Seventh, AI risk should be integrated into enterprise risk management and visible to leadership.
Eighth, organizations should treat AI incidents and near misses as learning events, not just compliance failures.
Ninth, training should be role-based and required before access to higher-risk systems.
Tenth, AI governance should be designed so small organizations can participate through shared templates, networks, procurement leverage, and scalable controls.
Conclusion: CHAI’s real contribution is institutional realism
The CHAI playbooks are valuable because they accept reality. AI is already entering workflows through official procurement, vendor updates, pilots, research projects, shadow tools, embedded platforms, and individual experimentation. Most organizations cannot stop this entirely. Nor can they govern it with slogans.
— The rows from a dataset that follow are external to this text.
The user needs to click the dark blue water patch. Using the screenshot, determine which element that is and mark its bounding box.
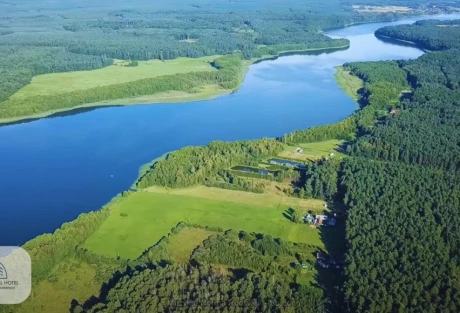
[0,14,460,245]
[268,159,305,169]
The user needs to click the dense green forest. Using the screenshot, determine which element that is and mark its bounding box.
[0,54,242,118]
[137,139,283,188]
[72,229,325,313]
[0,0,449,118]
[292,23,460,313]
[4,0,460,313]
[133,18,460,313]
[375,20,460,51]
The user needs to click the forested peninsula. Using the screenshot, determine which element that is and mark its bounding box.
[0,0,460,313]
[0,0,449,122]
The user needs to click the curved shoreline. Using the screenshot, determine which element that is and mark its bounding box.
[0,44,350,127]
[15,12,438,246]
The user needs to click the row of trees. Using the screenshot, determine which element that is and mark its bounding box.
[0,54,242,118]
[137,139,283,188]
[348,49,460,170]
[279,61,409,144]
[72,265,323,313]
[294,20,460,313]
[0,3,416,118]
[375,20,460,50]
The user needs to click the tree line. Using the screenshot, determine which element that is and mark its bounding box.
[71,228,324,313]
[0,54,242,118]
[0,2,416,118]
[375,20,460,51]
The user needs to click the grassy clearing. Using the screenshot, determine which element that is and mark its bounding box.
[146,181,324,210]
[334,66,364,102]
[12,56,218,98]
[15,259,101,313]
[85,187,323,259]
[87,85,229,106]
[167,228,216,263]
[278,139,345,161]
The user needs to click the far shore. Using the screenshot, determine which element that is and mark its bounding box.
[0,44,350,126]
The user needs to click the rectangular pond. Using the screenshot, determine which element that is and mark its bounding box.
[268,159,305,169]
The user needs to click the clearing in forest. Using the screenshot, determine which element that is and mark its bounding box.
[84,187,324,259]
[12,56,219,98]
[334,66,364,102]
[278,139,345,162]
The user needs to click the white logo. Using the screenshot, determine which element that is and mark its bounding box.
[0,263,8,279]
[0,246,32,305]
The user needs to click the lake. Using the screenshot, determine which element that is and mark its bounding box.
[0,15,458,245]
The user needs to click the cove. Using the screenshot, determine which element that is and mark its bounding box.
[0,16,458,245]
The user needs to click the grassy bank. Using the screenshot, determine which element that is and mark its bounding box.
[0,45,349,124]
[334,66,364,102]
[278,139,345,162]
[84,187,323,259]
[11,56,219,99]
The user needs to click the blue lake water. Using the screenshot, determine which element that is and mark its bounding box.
[0,16,458,245]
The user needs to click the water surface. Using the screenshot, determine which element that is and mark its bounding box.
[0,16,458,245]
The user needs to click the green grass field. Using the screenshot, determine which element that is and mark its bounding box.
[167,228,217,263]
[334,66,363,102]
[12,56,218,98]
[278,139,345,162]
[13,259,101,313]
[84,187,323,259]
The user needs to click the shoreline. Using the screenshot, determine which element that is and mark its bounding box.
[14,12,432,243]
[374,33,432,52]
[334,65,364,102]
[0,44,350,127]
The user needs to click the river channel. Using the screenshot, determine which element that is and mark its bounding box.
[0,16,459,245]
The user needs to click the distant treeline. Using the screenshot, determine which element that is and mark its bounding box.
[71,229,325,313]
[0,54,242,118]
[375,20,460,51]
[296,27,460,313]
[137,139,283,188]
[23,192,134,285]
[279,61,409,144]
[0,2,416,118]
The playbooks therefore offer a pragmatic model: define the policy, assign ownership, create governance structures, document resources, manage the lifecycle, assess risk, control data, govern vendors, train users, and learn from feedback.
For healthcare, this is about patient safety, trust, privacy, equity, and quality of care. For other sectors, the equivalents are just as serious: research integrity, financial fairness, legal accountability, educational legitimacy, public trust, national security, brand integrity, and the protection of valuable knowledge assets.
The broader lesson is simple: responsible AI is not achieved by saying the right things about ethics. It is achieved by building repeatable evidence, ownership, oversight, escalation, and learning into the institution itself.